I have come crashing into this year with one question – what was all that about? How do I distill 2017? Only one word comes to mind. Fog. 2017 was foggy. Fogged by legal matters. Fogged by the unknown. Fogged by the awful turn of world events, (and this post couldn’t say it better). Fogged by a brain that isn’t operating at capacity. Honestly, it has been a challenge coherently stapling an argument together. It’s the same now: organising my thoughts into words is like rolling a boulder up a slippery hill. It could be the dark winter days. It might be that I’m feeling a little under the weather. The light box is switched on.
But there is so much to be a grateful for. I now know where I stand. I have a roof over my head, my name on all the bills; I am woman-ing the ship once more. But I am scared too. Scared that I am completely on my own. What if this or that happens? What if I get sick? What if the money stops coming in? How will I look after her? A lovely friend bought me a hand lettered art print: … but what if it all goes right? And this one question may rub the others way. What if tomorrow and the day after next are okay? Why shouldn’t they be? This moment and the next are held in the misty clutches of trust.
There was a time, the years below thirty, when I owned little, where every fortnight I signed on, and every month I received a housing cheque.
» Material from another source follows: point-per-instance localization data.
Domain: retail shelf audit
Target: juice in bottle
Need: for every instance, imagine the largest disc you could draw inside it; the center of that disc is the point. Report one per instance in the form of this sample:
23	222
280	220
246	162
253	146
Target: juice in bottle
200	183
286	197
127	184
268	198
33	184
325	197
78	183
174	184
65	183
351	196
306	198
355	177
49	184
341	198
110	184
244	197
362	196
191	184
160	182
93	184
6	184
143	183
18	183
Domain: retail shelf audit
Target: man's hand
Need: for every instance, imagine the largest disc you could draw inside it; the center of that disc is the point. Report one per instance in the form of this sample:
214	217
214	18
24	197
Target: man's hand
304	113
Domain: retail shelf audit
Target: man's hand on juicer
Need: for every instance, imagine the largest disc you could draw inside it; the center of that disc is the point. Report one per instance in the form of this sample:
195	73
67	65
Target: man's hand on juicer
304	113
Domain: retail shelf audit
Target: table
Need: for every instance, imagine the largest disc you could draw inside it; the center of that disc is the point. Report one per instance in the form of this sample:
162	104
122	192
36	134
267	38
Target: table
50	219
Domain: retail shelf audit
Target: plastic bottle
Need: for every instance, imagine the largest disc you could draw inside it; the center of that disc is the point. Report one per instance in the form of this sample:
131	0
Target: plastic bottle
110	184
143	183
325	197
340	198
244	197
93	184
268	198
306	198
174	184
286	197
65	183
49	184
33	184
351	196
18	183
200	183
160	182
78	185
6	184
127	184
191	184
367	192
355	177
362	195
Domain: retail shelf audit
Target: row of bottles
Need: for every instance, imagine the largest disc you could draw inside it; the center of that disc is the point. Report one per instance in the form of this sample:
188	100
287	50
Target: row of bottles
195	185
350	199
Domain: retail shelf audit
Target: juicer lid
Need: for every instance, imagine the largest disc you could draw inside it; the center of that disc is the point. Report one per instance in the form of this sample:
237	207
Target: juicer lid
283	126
The days when we had a semblance of a welfare state. Luckier times. A post student house in Hyde Park (Leeds). No vacuum. No washing machine. The poll tax was never paid. But happy years; a conflation of ideas and creativity and spinning records on a radio station in a high rise block. At twenty-two the years beyond twenty-five didn’t exist, a mirage on mars. There was always faith there would be enough…
It will be okay. There still is enough.
And now I’m building a new NEW.
I thought of beginning a crazy routine. Wake up at 5am. Yoga. Mindfulness. Affirmations. Visualisation…. 6am, write for an hour. Unsurprisingly, that never quite got off the ground. The plan needed moderation. So on a good day I wake at 6.30 am instead. I do my soul routine, and then its porridge and the school run. But maybe 5am isn’t beyond the realms of possibility when the sun kisses the curtains at 4 am.
Sadly, any dedicated writing will have to wait. (but not for too long). The building of foundations is required for the day job. I have commitments to online training, the website needs an overhaul, I have to attract more clients. One brick laid on top of the next. I am trying to keep a daily diary of sorts: a note book in which I list seven things I did, seven things I saw, seven things I felt, and one thing I heard said. The idea to keep noticing the detail; a stain of blood on the pillow, yawning daffodils, the bubble of leek and potato soup, a yellow jelly of dog shit.
The novel waits.
What I really require this moment is spirit and sorcery, the conscious weaving of my hours and days around the wax and wane of the moon.
And when I return to my story I will rewrite each and every word anew.
My word and element for 2018? EARTH.